Tories puts citizens rights ahead of criminals: Strahl

Greater power of citizens to defend their property and arrest criminals? Or "an invitation to vigilantism"?

A proposed bill that would expand the power of citizens to defend their property and arrest criminals shows the Tory government is putting victims rights ahead of the rights of criminals, says Chilliwack-Fraser Canyon MP Mark Strahl.

But the BC Civil Liberties Association fears the proposed criminal code changes could put more power in the hands of private security guards, which is “an invitation to vigilantism,” BCCLA president Robert Holmes said in a news release.

Strahl disagreed, saying the idea of empowering private security officers as a “parallel police force” is not the intent of Bill C-26, the Citizen’s Arrest and Self-Defence Act.

“It’s for situations where people are threatened and take an immediate response, if a peace officer is not available,” he said. “It’s not going to encourage vigilantism. This is about ensuring the justice system is on the side of law-abiding citizens.”

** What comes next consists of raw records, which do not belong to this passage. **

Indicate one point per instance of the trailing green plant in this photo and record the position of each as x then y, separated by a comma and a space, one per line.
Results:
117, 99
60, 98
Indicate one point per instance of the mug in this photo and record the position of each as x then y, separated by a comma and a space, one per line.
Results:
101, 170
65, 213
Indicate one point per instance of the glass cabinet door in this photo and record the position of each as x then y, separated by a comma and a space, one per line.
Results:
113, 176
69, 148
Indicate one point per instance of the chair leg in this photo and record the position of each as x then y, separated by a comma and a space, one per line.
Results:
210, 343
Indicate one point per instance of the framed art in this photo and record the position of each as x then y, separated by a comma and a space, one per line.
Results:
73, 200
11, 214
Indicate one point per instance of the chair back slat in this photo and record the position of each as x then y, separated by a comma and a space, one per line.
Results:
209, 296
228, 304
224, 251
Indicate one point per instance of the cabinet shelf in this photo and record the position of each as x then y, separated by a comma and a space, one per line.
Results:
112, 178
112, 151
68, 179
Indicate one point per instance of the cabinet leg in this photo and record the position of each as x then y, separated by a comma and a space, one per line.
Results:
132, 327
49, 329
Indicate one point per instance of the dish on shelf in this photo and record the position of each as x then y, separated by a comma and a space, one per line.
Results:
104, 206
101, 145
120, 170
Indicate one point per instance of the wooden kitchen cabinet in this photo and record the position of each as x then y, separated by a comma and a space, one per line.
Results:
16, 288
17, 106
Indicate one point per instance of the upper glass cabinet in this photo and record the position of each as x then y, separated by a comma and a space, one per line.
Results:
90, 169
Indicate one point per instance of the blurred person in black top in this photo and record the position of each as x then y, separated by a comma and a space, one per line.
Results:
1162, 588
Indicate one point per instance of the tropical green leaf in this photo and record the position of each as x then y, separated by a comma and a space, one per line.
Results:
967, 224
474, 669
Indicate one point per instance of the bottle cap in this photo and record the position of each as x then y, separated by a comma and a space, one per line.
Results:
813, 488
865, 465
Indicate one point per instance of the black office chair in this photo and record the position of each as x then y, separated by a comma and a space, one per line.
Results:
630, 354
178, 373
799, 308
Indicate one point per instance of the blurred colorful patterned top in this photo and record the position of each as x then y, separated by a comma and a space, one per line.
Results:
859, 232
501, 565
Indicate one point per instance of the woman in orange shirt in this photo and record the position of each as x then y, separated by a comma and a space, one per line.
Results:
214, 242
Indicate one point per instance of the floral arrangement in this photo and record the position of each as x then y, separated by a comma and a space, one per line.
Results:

Micheal Vonn, BCCLA policy director, said the problem with the legislation lies in the phrase allowing a citizen to make an arrest “within a reasonable amount of time.”

She said citizens making an arrest after the fact of an alleged crime not only put themselves in physical danger, but legal danger as well.

It takes police officers years of training to learn the limits of their powers of arrest, she said, “and yet they’re contested all the time.”

“This is something the ordinary citizen is not in a position to know,” she said, and they could find themselves facing a wrongful arrest charge.

And if citizens can make an arrest “within a reasonable time,” she added, why is that not enough time to call 9-1-1?

But Strahl said the legislation clearly states that an “imminent threat” must be present and a police officer not available before a citizen can take action.

“Certainly it’s not for an individual to make their own determination whether a person should be arrested,” he said.

Vonn said the legislation follows the “very emotional” case of a Toronto shopkeeper who was charged after arresting a thief who had returned to the shop an hour after an earlier grab-and-run.

One day before the incident, the shopkeeper had waited five hours for police to respond to his call about a theft.

The shopkeeper was found not guilty.

Holmes said the solution is to hire more trained police officers, not to give arrest powers to citizens and private security companies that are not regulated or overseen in the same way as police.

“The idea that you could call Bob’s 9-1-1 Service and have someone forcibly arrest and detain another person is an invitation to vigilantism,” he said. “We call for this bill to be amended to close that gap immediately.”

Strahl said the changes are meant to simplify complex criminal code provisions around “self defence” and “defence of property” to make it easier for police, prosecutors and courts “to acknowledge an individual was within their rights to protect themselves or their property.”

“Under this bill, Canadians will know that the criminal justice system will stand behind them should they need to protect themselves against criminal acts,” he said.